Does Religion Help Or Hinder Economic Progress?

Religion has long faced accusations that it focuses almost exclusively on the past at the expense of the future, and this inherent conservatism can hold back progress in society.  It’s an accusation shared by new research from Bocconi University, which explored the role religion played during the Second Industrial Revolution in France between 1870 and 1914.

The research explains that the Catholic Church opposed the introduction of technical education in primary schools, which restricted the accumulation of human capital in areas that were heavily religious.  This in terms resulted in lower industrial employment in the following years.

“And these findings have important implications for economic development today,” the researchers explain, “since many developing countries—where religion plays a primary role in the personal and public spheres—are experiencing large-scale technological progress, similar to that of Western Europe during the Second Industrial Revolution.”

Technical skills

The researchers highlight that the various technologies of the Second Industrial Revolution required a technically skilled workforce.  As a result, the French government actively promoted a technical curriculum in schools to produce that human capital.

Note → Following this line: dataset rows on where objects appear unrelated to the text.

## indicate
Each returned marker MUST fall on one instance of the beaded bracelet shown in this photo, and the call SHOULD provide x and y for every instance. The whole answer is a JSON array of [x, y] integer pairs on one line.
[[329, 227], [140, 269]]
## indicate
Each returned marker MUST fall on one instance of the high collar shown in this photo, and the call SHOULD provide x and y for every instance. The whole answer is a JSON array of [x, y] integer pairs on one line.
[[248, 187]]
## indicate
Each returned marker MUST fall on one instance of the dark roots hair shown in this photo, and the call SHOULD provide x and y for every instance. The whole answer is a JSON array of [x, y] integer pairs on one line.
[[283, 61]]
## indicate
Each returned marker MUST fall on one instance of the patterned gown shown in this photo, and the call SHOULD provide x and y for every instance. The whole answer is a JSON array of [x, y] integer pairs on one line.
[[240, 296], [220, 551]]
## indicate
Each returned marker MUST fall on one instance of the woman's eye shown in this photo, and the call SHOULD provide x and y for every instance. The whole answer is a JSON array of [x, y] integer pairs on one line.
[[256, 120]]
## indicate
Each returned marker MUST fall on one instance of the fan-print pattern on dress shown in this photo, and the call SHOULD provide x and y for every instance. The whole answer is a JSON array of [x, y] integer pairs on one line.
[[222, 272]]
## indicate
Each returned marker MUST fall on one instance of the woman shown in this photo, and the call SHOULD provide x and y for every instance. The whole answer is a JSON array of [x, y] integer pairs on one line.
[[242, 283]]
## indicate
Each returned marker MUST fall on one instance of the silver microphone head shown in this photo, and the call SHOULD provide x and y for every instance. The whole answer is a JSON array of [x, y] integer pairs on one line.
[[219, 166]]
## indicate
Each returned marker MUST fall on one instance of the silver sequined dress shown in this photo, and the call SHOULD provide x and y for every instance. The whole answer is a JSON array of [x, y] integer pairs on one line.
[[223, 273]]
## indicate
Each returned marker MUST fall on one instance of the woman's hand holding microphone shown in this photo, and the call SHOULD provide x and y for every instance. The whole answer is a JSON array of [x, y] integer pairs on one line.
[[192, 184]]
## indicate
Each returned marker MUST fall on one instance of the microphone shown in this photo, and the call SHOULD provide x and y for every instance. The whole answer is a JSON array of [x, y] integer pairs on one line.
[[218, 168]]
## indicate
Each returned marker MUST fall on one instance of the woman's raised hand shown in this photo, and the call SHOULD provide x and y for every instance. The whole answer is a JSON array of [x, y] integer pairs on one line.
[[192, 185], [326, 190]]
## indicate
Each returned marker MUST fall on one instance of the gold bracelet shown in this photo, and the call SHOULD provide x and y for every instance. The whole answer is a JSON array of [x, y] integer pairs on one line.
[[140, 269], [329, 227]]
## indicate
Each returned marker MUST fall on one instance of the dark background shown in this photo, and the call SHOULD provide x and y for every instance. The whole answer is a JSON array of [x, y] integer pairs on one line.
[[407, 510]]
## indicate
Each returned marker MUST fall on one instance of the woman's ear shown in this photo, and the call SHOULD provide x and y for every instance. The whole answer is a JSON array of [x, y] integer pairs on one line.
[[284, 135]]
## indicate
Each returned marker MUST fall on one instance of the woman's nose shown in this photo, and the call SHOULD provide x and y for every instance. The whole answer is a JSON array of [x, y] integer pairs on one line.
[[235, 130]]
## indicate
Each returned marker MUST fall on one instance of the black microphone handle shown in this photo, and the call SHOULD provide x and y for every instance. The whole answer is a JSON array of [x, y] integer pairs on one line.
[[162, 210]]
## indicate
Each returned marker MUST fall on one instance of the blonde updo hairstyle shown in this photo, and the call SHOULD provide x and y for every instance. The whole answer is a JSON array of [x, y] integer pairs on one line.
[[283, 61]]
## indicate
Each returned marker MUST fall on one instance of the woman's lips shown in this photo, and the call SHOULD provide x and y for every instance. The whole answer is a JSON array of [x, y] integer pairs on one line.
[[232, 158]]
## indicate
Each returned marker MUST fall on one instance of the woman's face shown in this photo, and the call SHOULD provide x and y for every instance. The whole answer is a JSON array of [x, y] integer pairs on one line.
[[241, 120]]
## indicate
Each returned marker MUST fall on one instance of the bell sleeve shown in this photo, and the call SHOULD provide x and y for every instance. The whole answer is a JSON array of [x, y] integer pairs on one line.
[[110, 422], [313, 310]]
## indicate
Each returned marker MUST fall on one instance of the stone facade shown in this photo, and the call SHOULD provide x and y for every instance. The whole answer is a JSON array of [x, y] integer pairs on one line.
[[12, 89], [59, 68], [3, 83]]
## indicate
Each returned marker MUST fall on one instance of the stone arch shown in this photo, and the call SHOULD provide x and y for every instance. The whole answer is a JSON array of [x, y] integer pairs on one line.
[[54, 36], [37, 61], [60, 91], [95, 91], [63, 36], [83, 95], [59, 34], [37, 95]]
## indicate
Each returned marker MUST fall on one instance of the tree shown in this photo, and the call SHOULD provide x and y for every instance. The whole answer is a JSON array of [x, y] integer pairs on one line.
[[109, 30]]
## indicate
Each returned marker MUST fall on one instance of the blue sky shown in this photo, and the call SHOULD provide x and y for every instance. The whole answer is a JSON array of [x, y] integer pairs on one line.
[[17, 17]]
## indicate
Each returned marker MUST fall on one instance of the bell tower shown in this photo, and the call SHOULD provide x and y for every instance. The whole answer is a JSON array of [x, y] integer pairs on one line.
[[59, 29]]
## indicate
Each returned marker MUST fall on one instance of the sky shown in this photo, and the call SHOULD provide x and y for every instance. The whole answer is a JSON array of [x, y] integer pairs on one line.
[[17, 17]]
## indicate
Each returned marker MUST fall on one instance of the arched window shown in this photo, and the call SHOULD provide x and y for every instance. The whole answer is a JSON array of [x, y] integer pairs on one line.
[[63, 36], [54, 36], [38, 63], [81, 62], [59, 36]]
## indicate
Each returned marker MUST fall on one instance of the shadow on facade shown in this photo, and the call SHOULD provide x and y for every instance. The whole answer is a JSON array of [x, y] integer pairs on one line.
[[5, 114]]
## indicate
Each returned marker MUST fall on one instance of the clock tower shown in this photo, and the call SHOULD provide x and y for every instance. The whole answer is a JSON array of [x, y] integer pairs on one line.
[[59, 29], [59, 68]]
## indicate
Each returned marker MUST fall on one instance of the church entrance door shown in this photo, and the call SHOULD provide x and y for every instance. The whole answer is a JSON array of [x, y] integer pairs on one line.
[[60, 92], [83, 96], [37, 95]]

It was a development that was opposed by the Church, who were more interested in promoting a heavily conservative and antiscientific curriculum, which hindered the development of technical skills and caused a clear divide between secular and religious schools.

The religious intensity of an area was strongly linked with the diffusion of religious education, and subsequently the poor level of industrial development.  Indeed, moving from the 10th to 90th percentile of share of Catholic schools results in a fall in the share of industrial employment by 6.2%, relative to an average of 28%.

This divergence was extremely prominent during the Second Industrial Revolution as this was a period in which the type and quality of the school curricula was hugely important as the development of human capital among the population played such a crucial role in industrial development.

It’s a correlation that the researchers believe highlights the potentially negative relationship between religion and economic development, although they accept that it might not always be a negative relationship, providing the Church doesn’t hinder the adoption of new knowledge, that is.